Malaghan vaccine used in development of novel malaria treatment

Malaria is a global health issue that kills nearly half a million people each year according to the World Health Organization, with no effective long-term vaccines. The disease is caused by the plasmodium parasite that resides in the saliva glands of mosquitos and is transferred to humans when the mosquito feeds.

Alongside the Ferrier Research Institute, the University of Melbourne and Avalia Immunotherapies, the Malaghan Institute for Medical Research has been working over the past three years to develop a simple vaccine design that could be manufactured efficiently and administered easily in at-risk countries.

“Traditional vaccines typically work by looking for foreign bodies or antigens present on the surface of the pathogen,” says the Ferrier Research Institute's Professor Gavin Painter who is leading the HRC-funded project. “These antibody-producing vaccines can be incredibly potent and offer long-term immunity, however in the case of malaria they don’t work very well because the parasite resides inside cells that antibodies can’t reach.”

However, a crucial stage of the development of plasmodium occurs in the liver of infected humans, offering a potential inroad for developing a targeted immune response to this parasite. 

“We know that our vaccine seems to create the right sort of environment to activate T-cells in the liver,” says the Malaghan Institute’s Deputy Director of Research Professor Ian Hermans. “When Prof William Heath at the University of Melbourne got wind of this he got really excited, as he’d been looking for ways to get a T-cell response in the liver for developing a protein-based malaria vaccine that targets the sporozoite stage of the plasmodium.”

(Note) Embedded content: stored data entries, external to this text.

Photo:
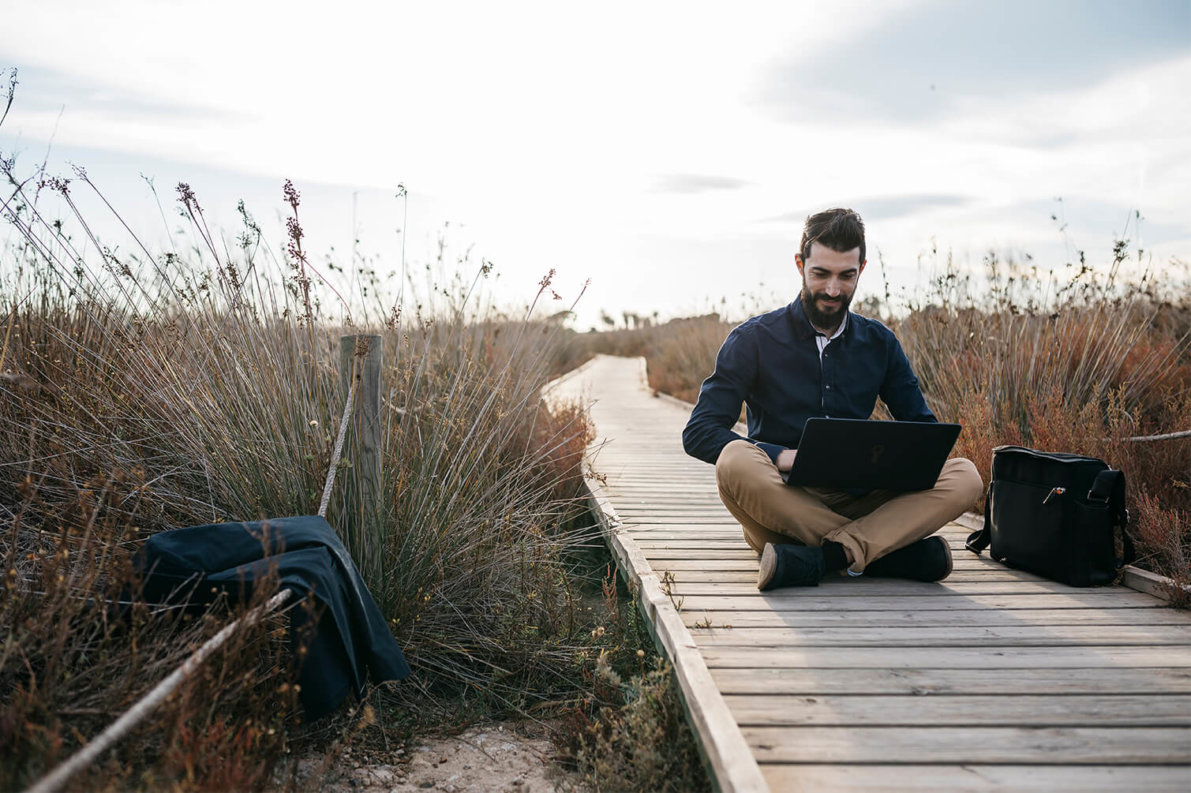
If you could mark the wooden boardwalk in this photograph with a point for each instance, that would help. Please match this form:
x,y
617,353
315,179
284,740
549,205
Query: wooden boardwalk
x,y
991,680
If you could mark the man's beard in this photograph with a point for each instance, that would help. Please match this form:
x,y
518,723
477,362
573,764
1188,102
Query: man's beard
x,y
821,318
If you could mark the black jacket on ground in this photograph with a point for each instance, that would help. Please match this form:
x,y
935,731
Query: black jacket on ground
x,y
351,638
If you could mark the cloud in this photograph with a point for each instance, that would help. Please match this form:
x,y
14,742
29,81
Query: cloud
x,y
696,183
885,207
934,58
43,89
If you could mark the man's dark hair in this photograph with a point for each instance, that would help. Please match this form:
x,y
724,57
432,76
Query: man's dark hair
x,y
839,229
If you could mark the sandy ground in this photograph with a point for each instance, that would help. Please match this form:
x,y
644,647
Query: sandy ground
x,y
502,759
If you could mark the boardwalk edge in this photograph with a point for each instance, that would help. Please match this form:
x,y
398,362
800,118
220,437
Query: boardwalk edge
x,y
1133,578
719,738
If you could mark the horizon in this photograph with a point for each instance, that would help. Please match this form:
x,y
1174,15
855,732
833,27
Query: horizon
x,y
669,158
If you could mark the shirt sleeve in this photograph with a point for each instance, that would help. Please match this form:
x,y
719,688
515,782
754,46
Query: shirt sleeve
x,y
900,391
718,407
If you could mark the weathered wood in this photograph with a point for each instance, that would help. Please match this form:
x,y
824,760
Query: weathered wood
x,y
995,679
967,710
973,778
955,657
923,681
360,360
778,601
978,636
1066,745
956,618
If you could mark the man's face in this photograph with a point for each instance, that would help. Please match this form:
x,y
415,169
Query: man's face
x,y
829,280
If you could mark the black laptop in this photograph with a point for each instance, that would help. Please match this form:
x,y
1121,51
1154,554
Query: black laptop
x,y
858,454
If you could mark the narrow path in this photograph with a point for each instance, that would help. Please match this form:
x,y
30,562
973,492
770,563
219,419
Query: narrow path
x,y
991,680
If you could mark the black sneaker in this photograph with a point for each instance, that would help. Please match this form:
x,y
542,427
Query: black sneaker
x,y
924,560
790,566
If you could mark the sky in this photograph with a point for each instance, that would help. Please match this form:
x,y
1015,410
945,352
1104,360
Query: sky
x,y
667,153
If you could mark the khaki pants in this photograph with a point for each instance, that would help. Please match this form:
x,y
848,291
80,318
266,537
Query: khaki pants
x,y
868,526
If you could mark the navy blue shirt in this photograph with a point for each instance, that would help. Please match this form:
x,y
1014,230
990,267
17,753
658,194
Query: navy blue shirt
x,y
772,364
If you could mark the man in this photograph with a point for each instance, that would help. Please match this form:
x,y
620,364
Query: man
x,y
815,357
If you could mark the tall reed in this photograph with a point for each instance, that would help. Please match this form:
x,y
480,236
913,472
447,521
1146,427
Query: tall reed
x,y
145,391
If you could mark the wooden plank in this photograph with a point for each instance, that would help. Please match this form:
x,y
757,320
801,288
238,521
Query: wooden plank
x,y
972,778
956,618
784,600
1072,745
866,674
749,578
866,587
1004,682
1010,657
947,636
966,710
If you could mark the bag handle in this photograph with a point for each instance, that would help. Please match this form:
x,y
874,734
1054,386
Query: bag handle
x,y
1109,486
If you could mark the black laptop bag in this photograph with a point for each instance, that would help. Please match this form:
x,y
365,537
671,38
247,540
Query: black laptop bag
x,y
1055,514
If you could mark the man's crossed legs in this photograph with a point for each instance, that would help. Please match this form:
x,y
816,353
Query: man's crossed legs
x,y
800,531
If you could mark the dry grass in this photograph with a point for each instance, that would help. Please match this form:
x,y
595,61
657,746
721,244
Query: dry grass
x,y
154,391
1076,364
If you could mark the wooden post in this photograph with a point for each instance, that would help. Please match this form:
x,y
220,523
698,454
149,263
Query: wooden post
x,y
360,356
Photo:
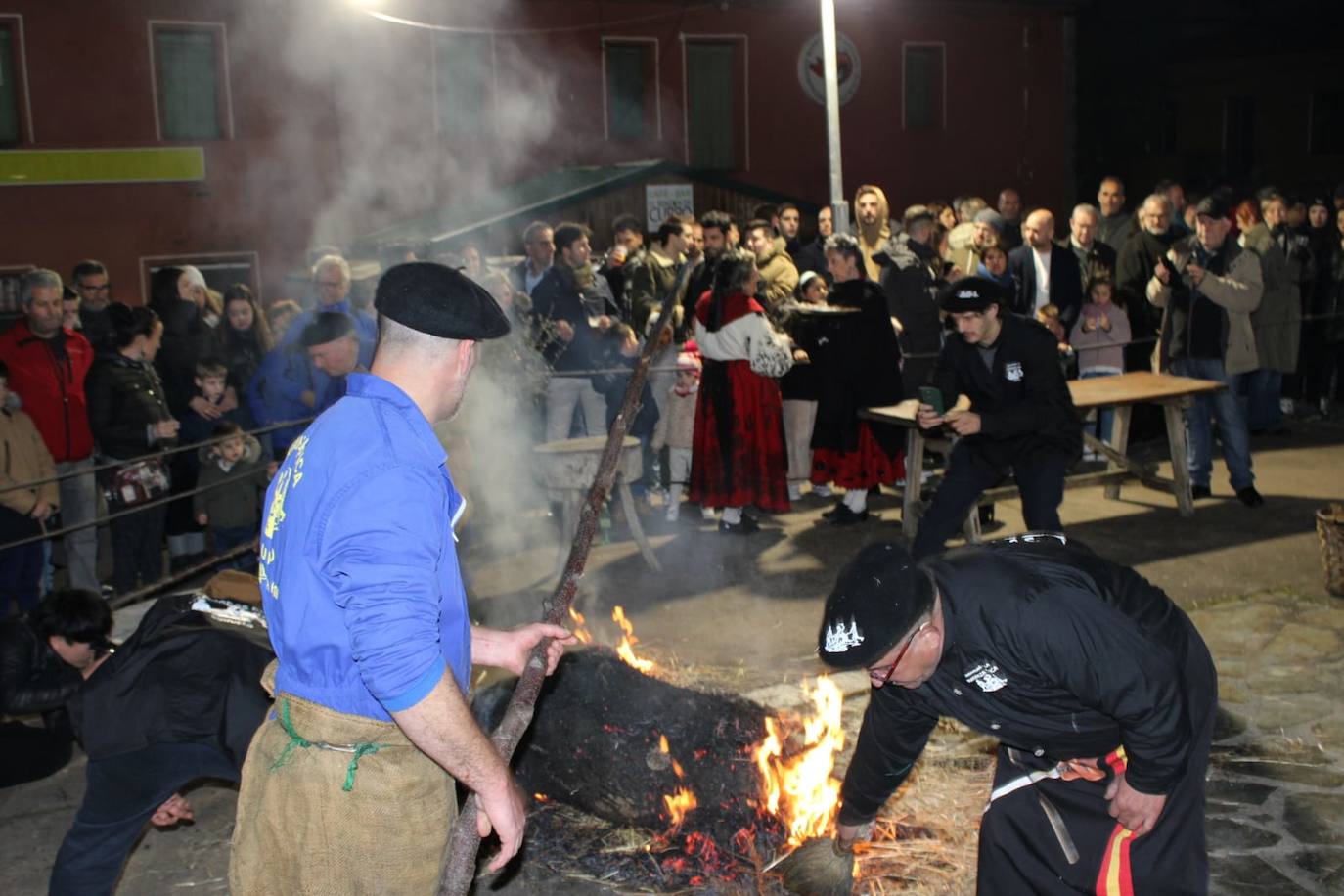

Since then, Prof Heath has identified a host of plasmodium genes which may make good targets for a vaccine and has enlisted the Malaghan and Ferrier Institutes to help test them. The HRC-funded project, titled ‘Designing a scalable vaccine to induce liver resident T cells against malaria,’ will assess up to 38 gene candidates to determine which ones stimulate the best immune response in preclinical models.

“Right now, we’re taking a really broad approach to the question of how to create a malaria vaccine and trying to determine if it is feasible and what it might look like,” says Prof Hermans. “We’re a long way off human studies, but it’s a really unique way of creating a vaccine, which is why this trans-Tasman collaboration is so exciting.”